BzST | Business Analytics, Statistics, Teaching: Book

Showing posts with label Book. Show all posts

Wednesday, September 19, 2012

Self-publishing to the rescue

The new Coursera course by Princeton Professor Mung Chiang was so popular that Amazon and the publisher ran out of copies of the textbook before the course even started (see "new website features" announcement; requires login). I experienced a stockout of my own textbook ("Data Mining for Business Intelligence") a couple of years ago, which caused grief and slight panic to both students and instructors.
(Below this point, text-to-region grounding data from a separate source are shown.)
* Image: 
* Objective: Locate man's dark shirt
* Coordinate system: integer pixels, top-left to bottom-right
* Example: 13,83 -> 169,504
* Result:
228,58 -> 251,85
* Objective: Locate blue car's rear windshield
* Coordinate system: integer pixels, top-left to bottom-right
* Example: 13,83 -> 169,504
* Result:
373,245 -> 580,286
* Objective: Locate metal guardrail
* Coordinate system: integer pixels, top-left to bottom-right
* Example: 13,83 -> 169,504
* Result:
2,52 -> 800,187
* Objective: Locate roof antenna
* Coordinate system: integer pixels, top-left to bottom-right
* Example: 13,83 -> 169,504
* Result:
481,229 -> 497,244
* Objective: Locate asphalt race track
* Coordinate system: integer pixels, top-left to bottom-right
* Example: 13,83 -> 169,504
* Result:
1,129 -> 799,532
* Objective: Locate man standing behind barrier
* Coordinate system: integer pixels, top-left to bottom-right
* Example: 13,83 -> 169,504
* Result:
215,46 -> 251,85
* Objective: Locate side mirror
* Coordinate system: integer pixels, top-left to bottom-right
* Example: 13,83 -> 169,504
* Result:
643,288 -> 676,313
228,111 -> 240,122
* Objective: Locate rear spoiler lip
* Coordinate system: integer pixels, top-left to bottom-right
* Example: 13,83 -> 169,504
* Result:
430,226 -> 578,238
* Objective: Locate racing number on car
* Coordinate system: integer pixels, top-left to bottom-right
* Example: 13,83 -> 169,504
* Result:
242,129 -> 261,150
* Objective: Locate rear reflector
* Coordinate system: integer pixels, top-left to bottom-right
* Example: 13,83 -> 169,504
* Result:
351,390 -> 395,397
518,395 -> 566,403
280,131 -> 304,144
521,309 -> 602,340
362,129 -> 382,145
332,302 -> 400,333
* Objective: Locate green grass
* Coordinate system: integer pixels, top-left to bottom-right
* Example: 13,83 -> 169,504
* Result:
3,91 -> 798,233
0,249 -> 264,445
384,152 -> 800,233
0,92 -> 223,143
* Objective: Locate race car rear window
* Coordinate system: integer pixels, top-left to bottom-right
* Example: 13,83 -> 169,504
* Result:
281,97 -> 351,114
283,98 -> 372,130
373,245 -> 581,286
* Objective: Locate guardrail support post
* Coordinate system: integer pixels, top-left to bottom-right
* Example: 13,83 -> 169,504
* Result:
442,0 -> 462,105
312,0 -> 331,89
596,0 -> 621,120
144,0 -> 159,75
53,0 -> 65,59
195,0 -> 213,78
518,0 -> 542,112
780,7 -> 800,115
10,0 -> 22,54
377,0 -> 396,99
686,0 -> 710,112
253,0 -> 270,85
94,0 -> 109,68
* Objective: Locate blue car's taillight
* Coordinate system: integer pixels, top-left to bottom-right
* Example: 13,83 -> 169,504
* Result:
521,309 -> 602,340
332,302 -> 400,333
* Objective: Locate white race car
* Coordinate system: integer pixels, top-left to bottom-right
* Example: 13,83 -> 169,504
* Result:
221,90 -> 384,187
With stockouts in mind, and recognizing the difficulty of obtaining textbooks outside of North America (unavailable, too expensive, or long/costly shipping), I decided to take things into my own hands and self-publish a "Practical Analytics" series of textbooks. Currently, the series has three books. All are available in soft-cover editions and Kindle editions. I used CreateSpace.com, an Amazon company, for publishing the soft-cover editions. This reduces the stockout problem due to a print-on-demand model. I used Amazon KDP for publishing the Kindle editions, so definitely no stockouts there. Amazon makes the books available on its global websites and so reachable in many places worldwide (the Indian Flipkart also avails the books). Finally, since I got to set the prices, I made sure to keep them affordable (for example, in India the e-books are even cheaper than in the USA).

How has this endeavor fared? Well, more than 1000 copies were sold since March 2011. Several instructors adopted books for their courses. And from reader emails and ratings on Amazon, it looks like I'm on the right track.

To celebrate the power and joy of self-publishing as well as accessible and affordable knowledge, I am running a "free e-book promotion" next week. The following e-books will be available for free:

Practical Acceptance Sampling will be available for free on Monday, September 24, 2012.
Practical Risk Analysis for Project Planning will be available for free on Tuesday, September 25, 2012.

Both promotions will commence a little after midnight, Pacific Standard Time, and will last for 24 hours. To download each of the e-books, just go to the Amazon website during the promotion period and search for the title. You will then be able to download the book for free.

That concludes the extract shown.